Ich ging wieder zu meinem Schreibtisch, setzte mich hin und loggte mich in unser System ein. Der Zugang zu diesen sensiblen und geschützten Daten war ein Segen. Nicht ganz legal, doch als Leiter der Kripo nahm ich mir das Recht einfach heraus. Diese Situation hatte schlichtweg Vorrang, alles andere war nun unwichtig geworden. Ich musste sie wieder zurückholen und ihr zeigen, wie wichtig sie mir doch war. Sie war meine erste Liebe, konnte sie das nicht erkennen?! Wenn sie sich doch nur an meine Vorgaben gehalten hätte, dann wäre unsere Ehe viel entspannter gewesen. Weniger Tränen, weniger blaue Flecken. Das alles wäre uns erspart geblieben!
»Tessa, wo hast du dich nur versteckt?«, sagte ich leise vor mich hin.

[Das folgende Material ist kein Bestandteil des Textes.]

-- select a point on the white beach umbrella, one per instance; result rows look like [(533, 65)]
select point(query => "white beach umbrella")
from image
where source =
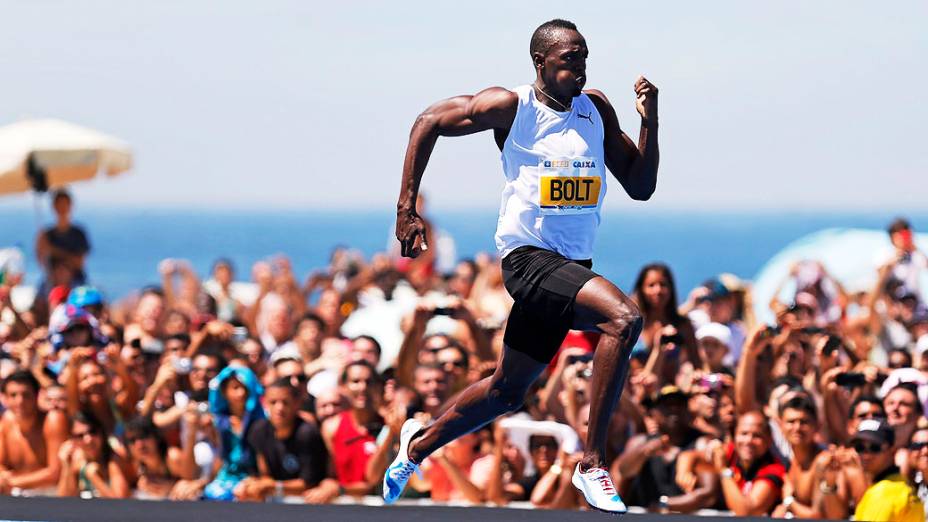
[(48, 153)]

»Wo bist du Kleines? Keine Angst, ich hole dich wieder zurück nach Hause … Wo du hingehörst.«
Im Büro war es nun komplett dunkel. Die Nacht brach herein und meine persönliche Nachtschicht begann. Der Bildschirm war die einzige Lichtquelle, die den Raum in ein kaltes, schwaches Licht tauchte. Viele Stunden harter Arbeit lagen nun vor mir. Mir war es egal, wie lange ich brauchen würde, um sie aufzuspüren. Ich wusste, dass Tessa nicht wirklich weggelaufen war. Das musste mit Sicherheit eine Kurzschlusshandlung gewesen sein. Das meinte sie doch nicht ernst, ich kannte schließlich meine Frau! Sie brauchte mich mehr, als sie es sich eingestehen konnte. Sicherlich war sie jetzt irgendwo, wo sie niemand beschützen konnte. Mutterseelenallein und der Außenwelt vollkommen ausgeliefert. Das konnte ich nicht zulassen. Ich musste sie finden.